Novel screening and diagnostic tests based on artificial intelligence (AI) image recognition algorithms are proliferating. Some initial reports claim outstanding accuracy followed by disappointing lack of confirmation, including our own early work on cervical screening. This is a presentation of lessons learned, organized as a conceptual step-by-step approach to bridge the gap between the creation of an AI algorithm and clinical efficacy. The first fundamental principle is specifying rigorously what the algorithm is designed to identify and what the test is intended to measure (eg, screening, diagnostic, or prognostic). Second, designing the AI algorithm to minimize the most clinically important errors. For example, many equivocal cervical images cannot yet be labeled because the borderline between cases and controls is blurred. To avoid a misclassified case-control dichotomy, we have isolated the equivocal cases and formally included an intermediate, indeterminate class (severity order of classes: case>indeterminate>control). The third principle is evaluating AI algorithms like any other test, using clinical epidemiologic criteria. Repeatability of the algorithm at the borderline, for indeterminate images, has proven extremely informative. Distinguishing between internal and external validation is also essential. Linking the AI algorithm results to clinical risk estimation is the fourth principle. Absolute risk (not relative) is the critical metric for translating a test result into clinical use. Finally, generating risk-based guidelines for clinical use that match local resources and priorities is the last principle in our approach. We are particularly interested in applications to lower-resource settings to address health disparities. We note that similar principles apply to other domains of AI-based image analysis for medical diagnostic testing.

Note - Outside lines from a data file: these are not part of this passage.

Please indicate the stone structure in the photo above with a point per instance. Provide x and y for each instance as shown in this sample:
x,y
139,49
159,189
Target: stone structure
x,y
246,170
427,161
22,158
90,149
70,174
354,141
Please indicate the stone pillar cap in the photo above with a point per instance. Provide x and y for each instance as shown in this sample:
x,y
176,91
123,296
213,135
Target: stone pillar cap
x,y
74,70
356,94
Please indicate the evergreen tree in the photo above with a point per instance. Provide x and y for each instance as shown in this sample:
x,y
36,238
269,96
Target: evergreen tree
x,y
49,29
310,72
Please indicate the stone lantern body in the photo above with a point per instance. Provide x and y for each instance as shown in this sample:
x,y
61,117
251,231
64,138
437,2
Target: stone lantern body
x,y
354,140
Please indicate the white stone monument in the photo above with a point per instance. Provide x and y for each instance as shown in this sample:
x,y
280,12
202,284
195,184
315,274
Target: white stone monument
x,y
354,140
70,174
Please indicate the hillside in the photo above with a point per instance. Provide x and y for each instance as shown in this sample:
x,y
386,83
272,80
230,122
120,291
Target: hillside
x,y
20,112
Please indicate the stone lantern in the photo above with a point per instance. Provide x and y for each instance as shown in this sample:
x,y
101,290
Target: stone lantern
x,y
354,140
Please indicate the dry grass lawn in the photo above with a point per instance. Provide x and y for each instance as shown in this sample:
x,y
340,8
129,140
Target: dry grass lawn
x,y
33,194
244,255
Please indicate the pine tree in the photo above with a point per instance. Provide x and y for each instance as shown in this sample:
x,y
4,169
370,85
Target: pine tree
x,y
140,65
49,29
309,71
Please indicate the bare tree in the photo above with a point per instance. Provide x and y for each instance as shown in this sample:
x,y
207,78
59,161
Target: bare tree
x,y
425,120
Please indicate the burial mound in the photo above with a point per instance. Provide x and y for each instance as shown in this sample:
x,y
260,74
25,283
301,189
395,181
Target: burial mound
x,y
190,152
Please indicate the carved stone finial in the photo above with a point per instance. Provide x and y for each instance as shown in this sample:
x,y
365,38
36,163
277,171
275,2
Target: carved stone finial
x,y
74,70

基于人工智能 (AI) 图像识别算法的新型筛查和诊断测试正在迅速普及。一些初步报告声称具有出色的准确性,但随后缺乏令人失望的确认,包括我们自己在宫颈癌筛查方面的早期工作。这是一个经验教训的总结,组织成一个概念性的逐步方法,以弥合 AI 算法的创建与临床疗效之间的差距。第一个基本原则是严格规定算法旨在识别的内容以及测试旨在测量的内容(例如,筛查、诊断或预后)。其次,设计 AI 算法以最小化最具临床意义的错误。例如,许多模棱两可的宫颈图像尚无法进行标记,因为病例和对照组之间的界限模糊。为了避免对病例-对照组的错误分类,我们已经将模棱两可的病例隔离出来,并正式纳入了一个中间的、不确定的类别(类别严重程度顺序:病例>不确定>对照)。第三个原则是像评估任何其他测试一样,使用临床流行病学标准来评估 AI 算法。在边界处对算法的可重复性进行评估,对于不确定的图像来说,这是非常有启发性的。区分内部验证和外部验证也是至关重要的。将 AI 算法结果与临床风险估计联系起来是第四个原则。将测试结果转化为临床应用的关键指标是绝对风险(而不是相对风险)。最后,根据临床使用生成基于风险的指南,这些指南与当地资源和优先事项相匹配,这是我们方法中的最后一个原则。我们特别关注将其应用于资源较少的环境,以解决健康差异问题。我们注意到,类似的原则适用于医学诊断测试中基于人工智能的图像分析的其他领域。